Читать «Лаз (сборник)» онлайн - страница 192

Владимир Семенович Маканин

– Быть может, нужен новый кумир, – рассуждают они, близко придвинувшиеся лицом к лицу, но говорящие достаточно громко. – Человек, но не кичащийся умом, нравящийся толпе, желательно добрый.

– Но был же! Был! – перебивают криками. – Однако в наши дни надо, чтобы человек этот нравился. Чтобы новый, совсем новый имидж. Не имидж отца родного, а, скажем, имидж великого ученого, который придумает в экономике нечто (вместе с нами!) и нас спасет?.. А не сгодится ли имидж простого практичного мужичка, который поймет и простит наши слабости? А что – мы бы его подняли на щит. Мы бы придали и ума его недомолвкам. Мы бы раздули. Вознесли! Но как угадать, насколько он по нраву простой толпе? Простой и усредненной толпе?..

Подбирая приблизительный типаж, они прогоняют перед глазами быстро сменяющуюся картотеку знаменитостей прошлого. Любимы не только политики. Никон, победивший раскол, называется первым. Старик Леонардо. Улыбающийся Александр Пушкин. Жуков с его громадным подбородком. Чаплин с тростью, но в сильно стоптанных башмаках, под бедность. Кто сейчас, в наши дни, окажется люб ее величеству Толпе? Но если образ не в чистом виде, если гибрид – то в каких пропорциях и кого с кем?.. (Ключарев прислушивается. Заказывает еще пиво. Лампы мягкого внутреннего освещения кафе играют на вздувшейся пенной шапке.)

Бородатый мужчина ищет альтернативу более общую: быть может, нужен сейчас не кумир, а напротив – некто, кого люди бы откровенно не любили и, не любя, они бы день за днем на нелюбимой физиономии отыгрывались? Человек, в сущности, недоволен собой. Всегдашнее, если не вечное недовольство собой. А воплощается оно в недовольстве своим правительством, своими пустыми магазинными полками, страхом идти по темнеющей своей улице... Но что же мы придумаем, что мы можем придумать, если посреди ярких витрин и полных прилавков человек останется навязчиво недоволен?!

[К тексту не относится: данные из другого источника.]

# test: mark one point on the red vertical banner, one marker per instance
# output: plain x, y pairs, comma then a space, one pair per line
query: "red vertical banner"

– Но-но! – перебивает тот, что напротив бородача. – Человек все же должен найти себе нишу. Он конкретен, и не раздувайте человека. Либо – да. Либо – нет. Либо он найдет себе нишу в виде любви к какому-то образу или сверхобразу. (И тут же запрячется в эту любовь как в нишу.) Либо все к чертям. И не делайте, не делайте из человека загадку, не делайте из него великана, прошу вас!

Разговор взметывается, все они говорят теперь разом – как?! Значит, все дело в обмане толпы образом?.. Как?! Стало быть, друг ты наш умный, вся и проблема в том лишь, чтобы толпу и народ обмануть? Облапошить их, да? Убаюкать любовью к кому-то?..

Они слишком разгорячились. Кричат. Ключарев не доверяет разговору политиков – людей, спешащих прожить и умереть. С гонкой. С деформирующей психику напряженностью честолюбцев. (Для них и беседа – самоутверждение. Для них и поминки – зарабатывание очка.) Но он не бросит в них камень. И он готов им поверить, пусть только они постараются ради людей. Ведь всякий труд стоит благодарности. Ведь тоже божья искра. Среди витиеватых политических распрей тоже наступает миг, когда говорящие упираются в стену бессилия. Они как бы замирают. Они перестают драться, и в их безмолвии проступает неслышное звучание высоких слов. (Через минуту опять кинутся друг на друга, но ведь минута та – время; недолгое время неосознанного братства.)